Che sia panissa, farinata o ceci in zemin, è impossibile non pensare al cece come elemento tra i più apprezzati e impiegati nell’alimentazione ligure.
Questo piccolo seme, umile, versatile e resistente, ha una storia millenaria capace di attraversare secoli e civiltà, radicandosi nella cucina genovese e ligure.
Oggi, grazie anche all’attento lavoro di riscoperta dei sapori autentici, il cece torna protagonista grazie al suo bagaglio di cultura, tradizione e agricoltura resiliente.
Il viaggio del cece comincia nel Neolitico preceramico, attorno all’8400 a.C., nelle terre oggi divise tra Siria e Turchia. Il cece coltivato è uno dei primi legumi addomesticati dall’uomo e le sue qualità lo hanno reso da subito ideale per le civiltà sedentarie.

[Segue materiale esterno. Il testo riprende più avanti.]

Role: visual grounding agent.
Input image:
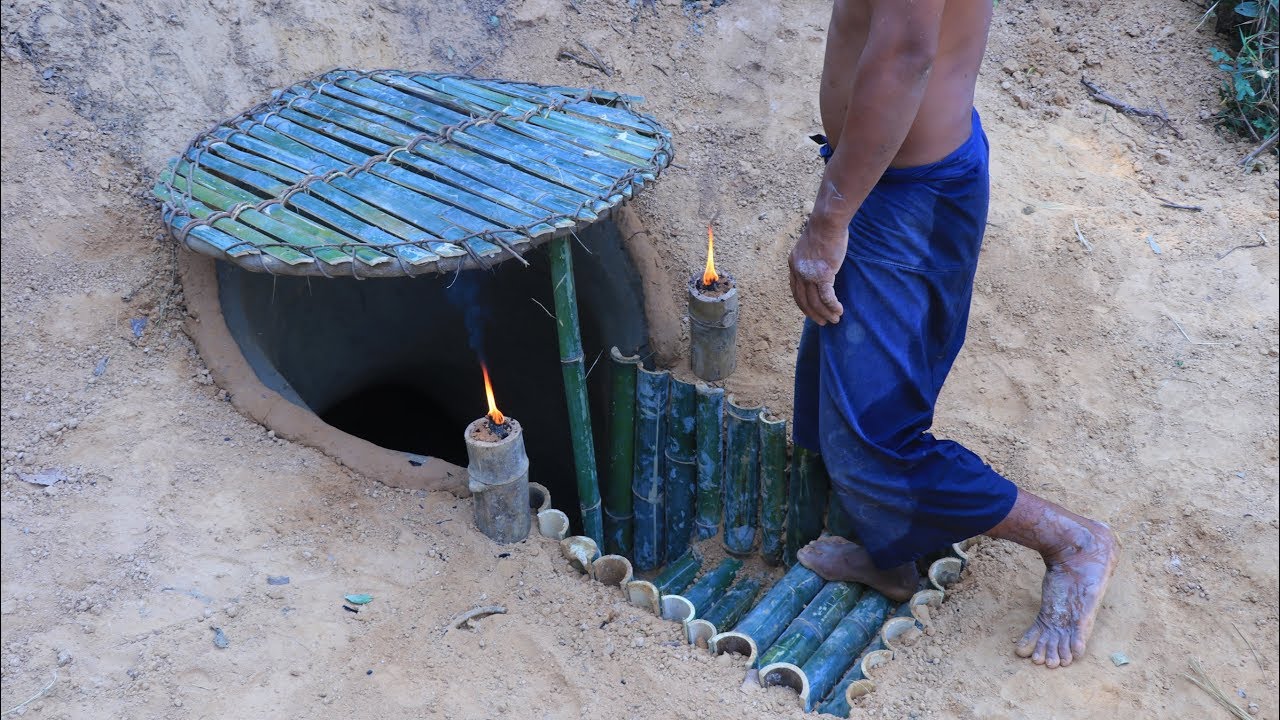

Dall’Anatolia, il cece prende il largo, approda nel Mediterraneo e si radica tra i popoli della Mezzaluna Fertile, dell’Egitto faraonico, della Grecia classica e infine di Roma. Il poeta latino Orazio lo cita come spuntino fritto, mentre il nome stesso di Cicerone sembra derivare da una verruca “a forma di cece” di un suo antenato.
In Liguria, il cece arriva probabilmente in tempi remoti, sospinto dagli scambi via mare. Ma è nel Medioevo che si fa spazio nella vita quotidiana grazie ai traffici marittimi della Repubblica di Genova: farine, spezie, legumi e saperi culinari circolano lungo le rotte tra Levante e Ponente, e i ceci trovano qui una nuova patria.
In apparenza la Liguria, con i suoi pendii e i pochi spazi pianeggianti, non è terra da legumi. Ma proprio per questo il cece, rustico e frugale, vi trova un suo spazio. Non teme i suoli magri né l’aridità: si semina a fine inverno, cresce senza irrigazione e restituisce al terreno fertilità grazie alla simbiosi con i batteri azotofissatori.
Tra le varietà locali spicca il cece rosso di Orco Feglino, una rarità della provincia di Savona. Piccolo, rosato, con una storia che affonda nella memoria orale dei contadini, oggi è tutelato da Slow Food come reliquia agricola.
Il vero trionfo del cece in Liguria è in cucina. La farinata è la regina grazie all’amalgamarsi di farina di ceci, acqua, sale e olio extravergine. Leggenda vuole che sia nata per caso nel 1284, dopo la battaglia navale della Meloria, quando l’acqua di mare mescolò in stiva farina e olio. I marinai genovesi lasciarono asciugare al sole quella poltiglia e ne ricavarono una focaccia inaspettatamente buona. Battezzata per scherno “l’oro di Pisa”, la farinata è oggi un’icona del cibo da strada, che si lega imprescindibilmente alle sciamadde.
Accanto alla farinata, ecco la panissa: una sorta di polenta fredda di farina di ceci, da gustare al naturale o fritta in listarelle croccanti, dette panissette, servite in cartoccio, nei panini o come stuzzichino da friggitoria. E poi il zemin di ceci, piatto invernale, denso e saporito, in cui i ceci si stufano con bietole e pomodoro, in una tradizione che richiama influssi arabi e portuali.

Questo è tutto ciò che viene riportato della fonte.